Projects:

• WP5: Design of Security Functionality for V2X Networks. IAF PP on Connected Smart Mobility (COSMO), 2019-2022.

• Discrete Event Based Cyber Security Analysis and Attack Resilient Controller Synthesis for Cyber Physical Systems, 2018 - 2021, completed.
  
  Abstract: The Industry 4.0 and Smart Cities initiatives around world heavily rely on real-time data collection and decision-making through large-scale ICT infrastructures, which makes cyber security one of the core features required by any futuristic industrial system. In parallel with efforts from many other communities such as the control community, the embedded system community and the computer science community, in this project we address the cyber security issues from a discrete-event perspective, aiming to (1) understand what could be “intelligent” attacks; (2) describe attack mechanisms in a formal discrete-event modelling framework; and (3) design controllers capable of being resilient to those attacks. Some specific types of attacks under consideration include actuator attacks, sensor attacks, communication delay attacks and their combinations on both sensor channels and actuation channels. Modelling, analysis and attack/supervisor synthesis strategies have been developed.

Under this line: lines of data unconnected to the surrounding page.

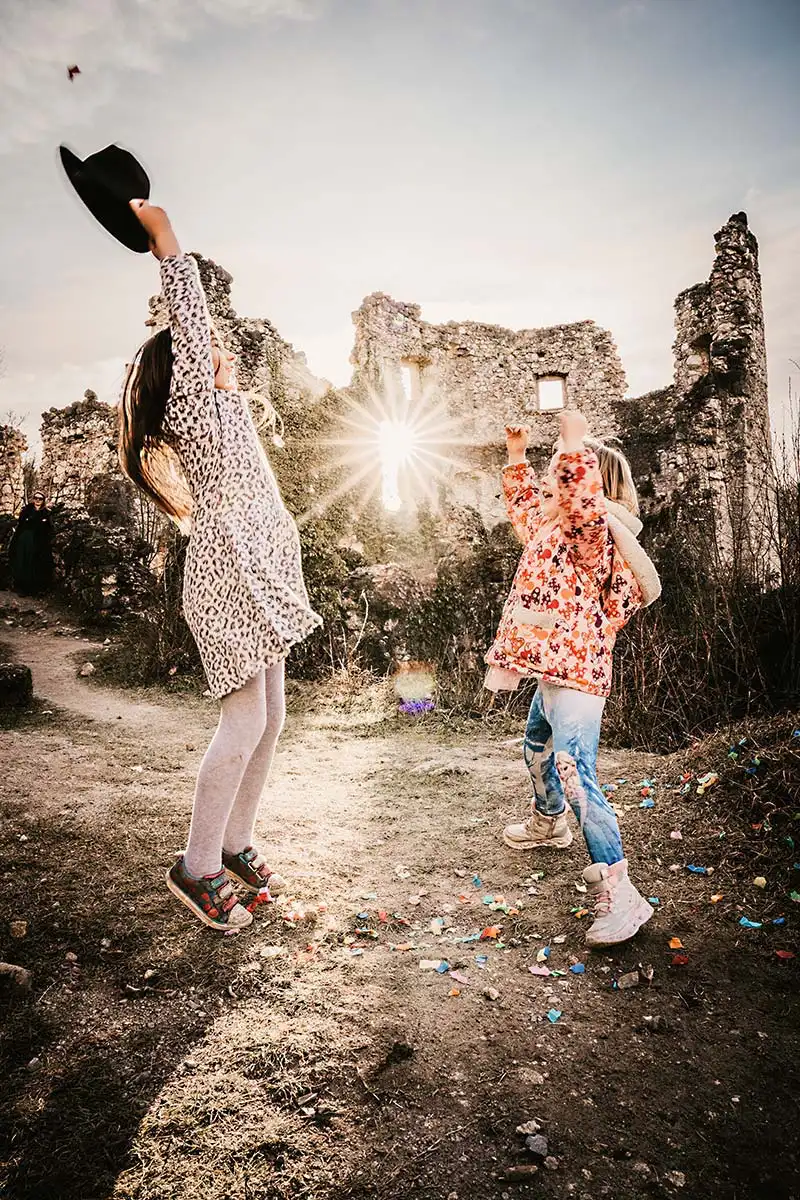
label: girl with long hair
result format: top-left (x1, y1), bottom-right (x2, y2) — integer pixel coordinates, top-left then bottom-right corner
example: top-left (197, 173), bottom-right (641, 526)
top-left (485, 411), bottom-right (661, 947)
top-left (121, 199), bottom-right (321, 932)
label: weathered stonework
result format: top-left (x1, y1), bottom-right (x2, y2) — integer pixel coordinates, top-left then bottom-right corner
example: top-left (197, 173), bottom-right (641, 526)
top-left (146, 253), bottom-right (328, 417)
top-left (0, 425), bottom-right (27, 515)
top-left (350, 212), bottom-right (773, 565)
top-left (38, 391), bottom-right (123, 516)
top-left (350, 294), bottom-right (627, 525)
top-left (33, 214), bottom-right (772, 578)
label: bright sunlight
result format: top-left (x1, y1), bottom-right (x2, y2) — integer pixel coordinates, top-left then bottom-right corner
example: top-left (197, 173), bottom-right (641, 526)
top-left (297, 370), bottom-right (467, 526)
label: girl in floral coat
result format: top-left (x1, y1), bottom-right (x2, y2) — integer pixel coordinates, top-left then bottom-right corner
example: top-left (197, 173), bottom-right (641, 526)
top-left (485, 410), bottom-right (661, 947)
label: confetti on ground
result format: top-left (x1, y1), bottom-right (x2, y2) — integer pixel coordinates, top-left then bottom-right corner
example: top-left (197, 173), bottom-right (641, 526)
top-left (570, 963), bottom-right (585, 974)
top-left (669, 938), bottom-right (684, 950)
top-left (546, 1009), bottom-right (562, 1023)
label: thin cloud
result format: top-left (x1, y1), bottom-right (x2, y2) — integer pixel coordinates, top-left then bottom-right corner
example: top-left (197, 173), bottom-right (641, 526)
top-left (0, 0), bottom-right (320, 154)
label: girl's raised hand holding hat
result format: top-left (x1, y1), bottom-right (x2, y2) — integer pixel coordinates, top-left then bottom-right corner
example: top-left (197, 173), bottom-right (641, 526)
top-left (129, 198), bottom-right (181, 260)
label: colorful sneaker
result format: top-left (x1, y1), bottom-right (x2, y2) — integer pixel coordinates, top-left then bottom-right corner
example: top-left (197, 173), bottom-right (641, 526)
top-left (503, 809), bottom-right (573, 851)
top-left (166, 856), bottom-right (253, 932)
top-left (583, 859), bottom-right (653, 947)
top-left (222, 846), bottom-right (287, 896)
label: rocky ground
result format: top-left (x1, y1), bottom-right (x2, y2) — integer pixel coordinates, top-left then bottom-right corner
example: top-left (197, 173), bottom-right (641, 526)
top-left (1, 593), bottom-right (798, 1200)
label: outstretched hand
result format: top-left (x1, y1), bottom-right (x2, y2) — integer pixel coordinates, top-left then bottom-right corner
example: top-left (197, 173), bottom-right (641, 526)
top-left (505, 424), bottom-right (529, 464)
top-left (559, 409), bottom-right (589, 451)
top-left (129, 199), bottom-right (181, 260)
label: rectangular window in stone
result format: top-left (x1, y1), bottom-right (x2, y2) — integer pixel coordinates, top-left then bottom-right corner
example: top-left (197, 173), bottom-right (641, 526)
top-left (400, 360), bottom-right (422, 404)
top-left (537, 376), bottom-right (566, 411)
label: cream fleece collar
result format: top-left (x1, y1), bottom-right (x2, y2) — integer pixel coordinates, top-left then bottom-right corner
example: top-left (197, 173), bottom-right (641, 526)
top-left (604, 500), bottom-right (662, 607)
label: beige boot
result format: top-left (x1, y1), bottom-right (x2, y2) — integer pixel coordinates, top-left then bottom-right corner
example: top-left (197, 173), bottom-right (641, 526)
top-left (503, 809), bottom-right (573, 851)
top-left (583, 859), bottom-right (653, 947)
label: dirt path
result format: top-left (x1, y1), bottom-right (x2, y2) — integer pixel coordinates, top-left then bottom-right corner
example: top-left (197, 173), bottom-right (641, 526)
top-left (1, 609), bottom-right (798, 1200)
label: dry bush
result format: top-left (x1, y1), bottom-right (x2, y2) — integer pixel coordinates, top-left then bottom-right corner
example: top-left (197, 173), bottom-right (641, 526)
top-left (606, 404), bottom-right (800, 750)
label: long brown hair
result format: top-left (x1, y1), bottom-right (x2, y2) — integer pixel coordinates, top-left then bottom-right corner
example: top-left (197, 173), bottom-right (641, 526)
top-left (119, 328), bottom-right (193, 531)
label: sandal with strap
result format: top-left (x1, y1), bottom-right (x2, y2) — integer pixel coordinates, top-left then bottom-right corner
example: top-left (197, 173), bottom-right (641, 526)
top-left (166, 856), bottom-right (253, 931)
top-left (222, 846), bottom-right (287, 896)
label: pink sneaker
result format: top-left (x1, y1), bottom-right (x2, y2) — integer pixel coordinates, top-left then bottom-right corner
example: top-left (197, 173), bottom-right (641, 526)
top-left (583, 859), bottom-right (653, 947)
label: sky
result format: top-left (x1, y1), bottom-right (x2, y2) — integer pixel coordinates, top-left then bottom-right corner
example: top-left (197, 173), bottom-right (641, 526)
top-left (0, 0), bottom-right (798, 454)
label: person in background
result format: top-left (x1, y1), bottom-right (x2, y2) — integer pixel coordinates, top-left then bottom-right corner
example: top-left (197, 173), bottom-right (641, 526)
top-left (8, 492), bottom-right (54, 595)
top-left (485, 412), bottom-right (661, 947)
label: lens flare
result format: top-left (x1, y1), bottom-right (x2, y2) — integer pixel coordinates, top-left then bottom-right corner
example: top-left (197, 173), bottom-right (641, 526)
top-left (296, 371), bottom-right (471, 526)
top-left (378, 418), bottom-right (415, 511)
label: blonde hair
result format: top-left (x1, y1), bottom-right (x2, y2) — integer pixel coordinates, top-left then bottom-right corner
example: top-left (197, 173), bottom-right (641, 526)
top-left (585, 436), bottom-right (639, 515)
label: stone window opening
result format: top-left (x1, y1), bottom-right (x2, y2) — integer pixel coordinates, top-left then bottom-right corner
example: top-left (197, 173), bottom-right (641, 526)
top-left (537, 375), bottom-right (567, 412)
top-left (400, 360), bottom-right (423, 406)
top-left (687, 335), bottom-right (711, 375)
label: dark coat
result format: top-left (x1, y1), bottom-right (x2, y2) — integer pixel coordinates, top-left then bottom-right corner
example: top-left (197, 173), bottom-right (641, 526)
top-left (8, 504), bottom-right (54, 595)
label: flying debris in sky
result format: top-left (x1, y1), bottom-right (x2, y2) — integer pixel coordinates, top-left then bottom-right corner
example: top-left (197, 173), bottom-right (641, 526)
top-left (67, 65), bottom-right (81, 82)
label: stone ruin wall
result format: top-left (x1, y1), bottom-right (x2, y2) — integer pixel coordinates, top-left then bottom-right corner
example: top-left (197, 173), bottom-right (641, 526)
top-left (0, 425), bottom-right (27, 516)
top-left (22, 213), bottom-right (772, 572)
top-left (38, 391), bottom-right (122, 516)
top-left (146, 253), bottom-right (329, 416)
top-left (351, 212), bottom-right (773, 562)
top-left (350, 296), bottom-right (627, 526)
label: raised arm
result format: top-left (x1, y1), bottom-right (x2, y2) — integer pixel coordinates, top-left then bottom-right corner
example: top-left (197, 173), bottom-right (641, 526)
top-left (554, 410), bottom-right (608, 574)
top-left (129, 199), bottom-right (217, 436)
top-left (158, 254), bottom-right (216, 400)
top-left (503, 424), bottom-right (543, 543)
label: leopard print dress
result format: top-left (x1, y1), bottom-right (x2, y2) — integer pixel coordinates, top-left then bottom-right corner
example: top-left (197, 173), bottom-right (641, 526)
top-left (158, 254), bottom-right (322, 698)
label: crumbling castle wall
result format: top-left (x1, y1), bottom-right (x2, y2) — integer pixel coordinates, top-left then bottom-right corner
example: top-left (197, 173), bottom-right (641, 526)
top-left (350, 296), bottom-right (627, 525)
top-left (38, 390), bottom-right (123, 516)
top-left (0, 425), bottom-right (27, 515)
top-left (350, 212), bottom-right (772, 565)
top-left (34, 215), bottom-right (771, 577)
top-left (146, 253), bottom-right (328, 420)
top-left (616, 213), bottom-right (772, 565)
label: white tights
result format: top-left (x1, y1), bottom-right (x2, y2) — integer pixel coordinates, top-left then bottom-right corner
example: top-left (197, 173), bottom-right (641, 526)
top-left (183, 662), bottom-right (286, 879)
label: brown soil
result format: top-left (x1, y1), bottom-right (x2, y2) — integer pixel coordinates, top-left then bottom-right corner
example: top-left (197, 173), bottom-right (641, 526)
top-left (1, 594), bottom-right (798, 1200)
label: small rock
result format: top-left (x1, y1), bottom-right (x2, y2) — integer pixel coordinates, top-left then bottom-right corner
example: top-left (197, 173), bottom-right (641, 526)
top-left (503, 1165), bottom-right (539, 1182)
top-left (632, 1162), bottom-right (652, 1176)
top-left (643, 1014), bottom-right (668, 1033)
top-left (544, 1156), bottom-right (559, 1171)
top-left (525, 1134), bottom-right (549, 1158)
top-left (65, 951), bottom-right (78, 963)
top-left (664, 1170), bottom-right (686, 1188)
top-left (484, 987), bottom-right (500, 1002)
top-left (9, 920), bottom-right (27, 939)
top-left (0, 663), bottom-right (33, 708)
top-left (617, 970), bottom-right (639, 989)
top-left (27, 1057), bottom-right (41, 1071)
top-left (79, 662), bottom-right (95, 677)
top-left (0, 962), bottom-right (32, 994)
top-left (516, 1119), bottom-right (542, 1136)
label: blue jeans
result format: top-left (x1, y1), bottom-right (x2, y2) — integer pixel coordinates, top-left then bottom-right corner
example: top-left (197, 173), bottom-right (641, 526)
top-left (523, 681), bottom-right (624, 865)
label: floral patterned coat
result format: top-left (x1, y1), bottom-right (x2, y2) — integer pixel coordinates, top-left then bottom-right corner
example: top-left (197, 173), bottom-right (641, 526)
top-left (485, 449), bottom-right (657, 698)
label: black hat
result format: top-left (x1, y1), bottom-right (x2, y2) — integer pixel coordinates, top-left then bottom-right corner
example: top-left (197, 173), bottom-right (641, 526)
top-left (59, 143), bottom-right (151, 253)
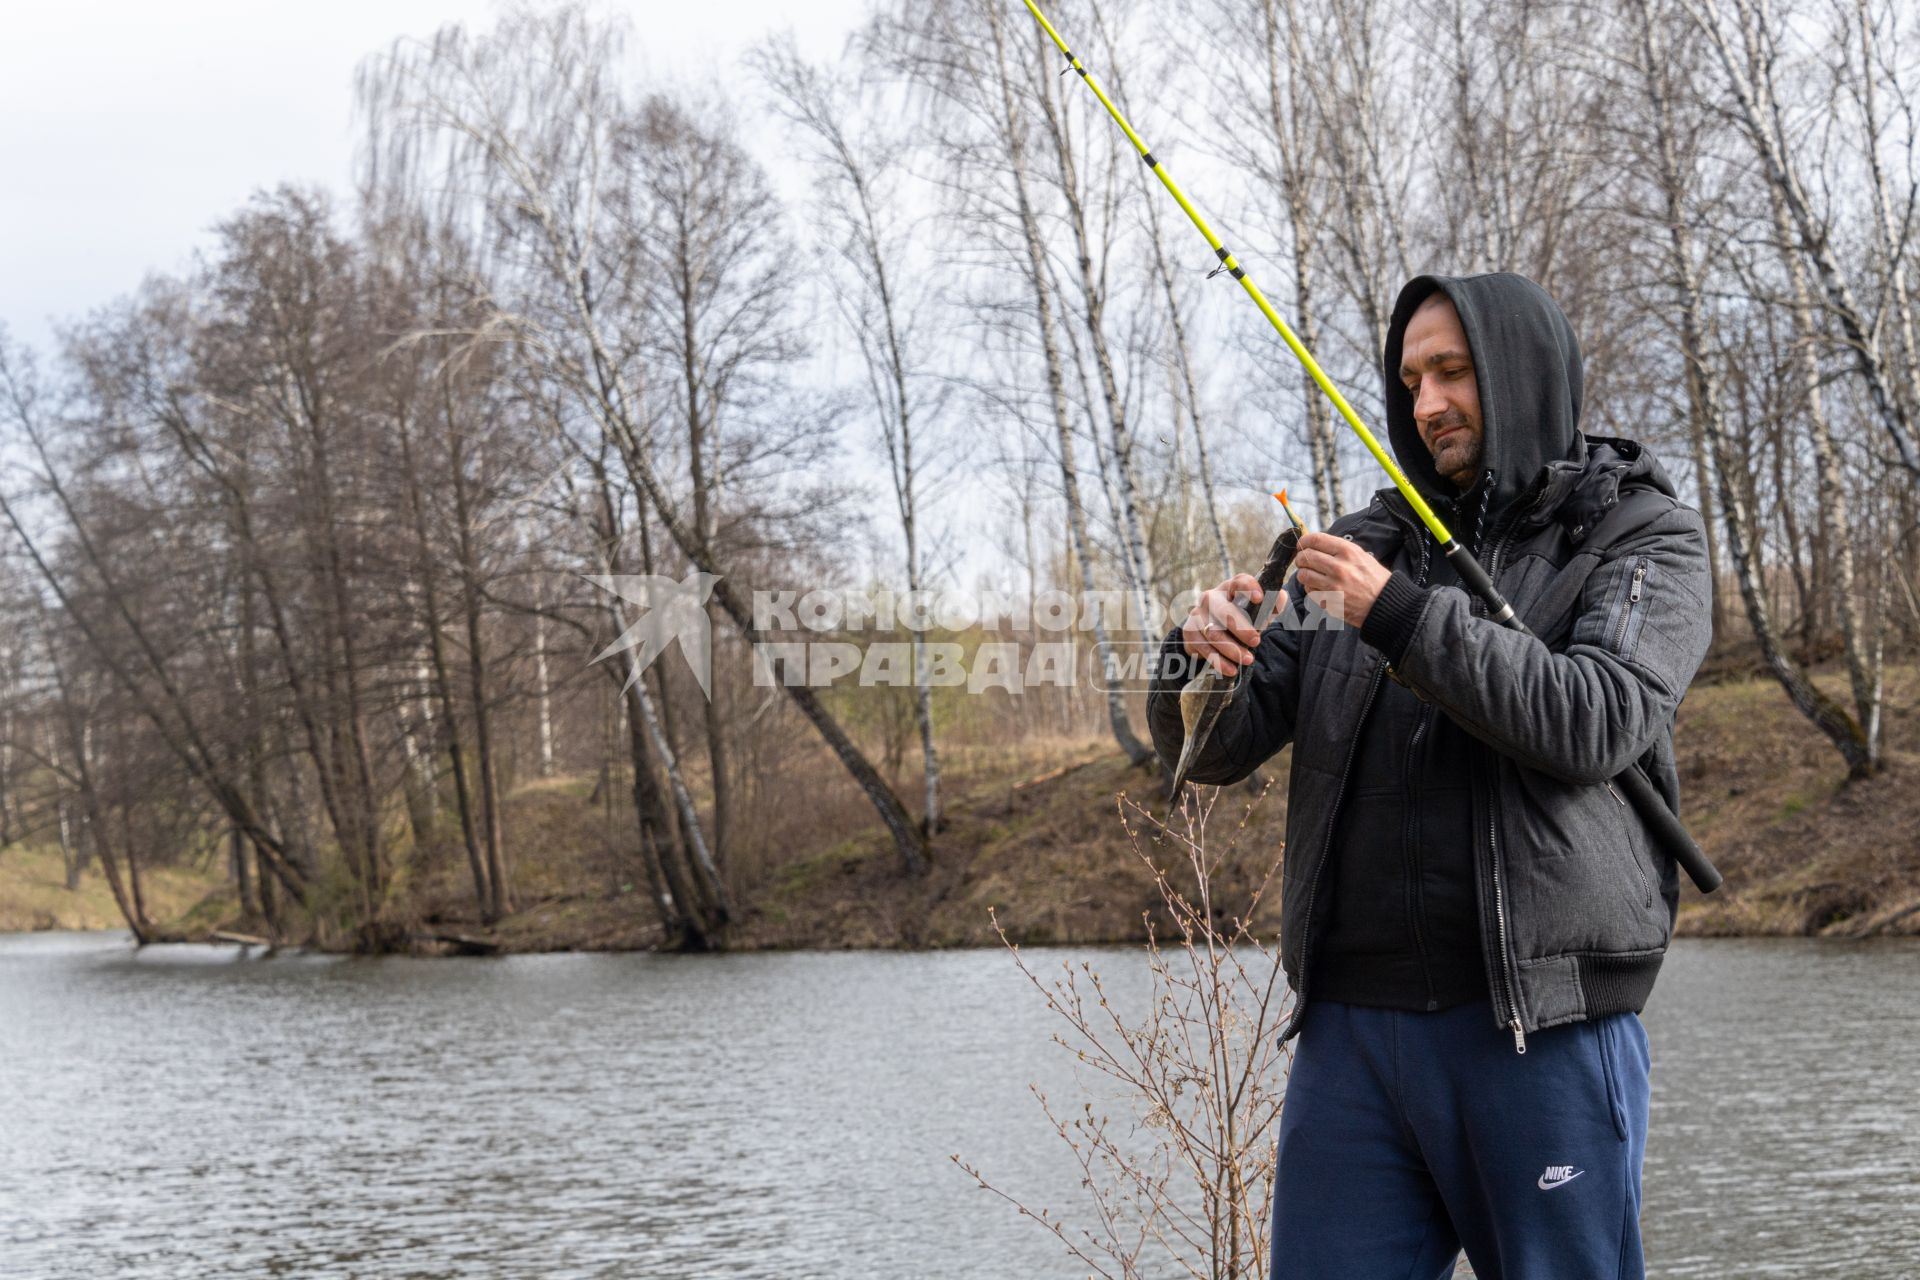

• Secure and Privacy Preserving Multi-agent Cooperation, 2017 - 2019, completed.
  
  Abstract: Multi-agent systems, such as wireless sensor networks, multi-vehicles, data centers, smart grids, and multi-robots, as a simple model of cyber-physical system, have been extensively studied over the past decade. What makes the cooperative behaviors interesting is that we always want to seek benefits from limited resources we have and limited information exchange, which are also the motivation for us to study new cooperative control technologies, or called distributed control algorithms, to explore resources that may not be fully utilized under the traditional control framework. Within the framework of multi-agent systems, in general, considering the number of the specific leaders in realistic systems, the cooperative behaviors can be categorized into synchronization problems (without any leader), consensus problems (with one leader), and containment control problems (with multiple leaders). Accordingly, consensus/synchronization, as one of important cooperative behaviors, has attracted a great number of research results for the agents with first-order, second-order, higher-order, linear dynamics, and nonlinear systems dynamics. However, even though a variety of algorithms are proposed to accomplish specific cooperation tasks in different applications, the security and privacy aspects of these algorithms have not received due attention until most recently. Secure cooperation implies that the existence of parts of agents who do not follow nominal cooperation rule can be acted frequently and the influence of these agents on the cooperation task can be eliminated or compensated. Privacy preserving cooperation means that each agent does not disclose any information more than necessary to achieve the cooperation task or disguise as different dynamics to block detection. The contribution of this project is to analyze and design secure and privacy preserving multi-agent cooperation algorithm in fault and heterogenic dynamics situations. To this end, we have studied to: I) secure preserving multi-agent cooperation subject to actuator faults; I I) secure preserving multi-agent cooperation from against frequency communications; I I I) privacy preserving multi-agent cooperation under heterogeneous models; and V) privacy preserving multi-agent cooperation with an unknown leader.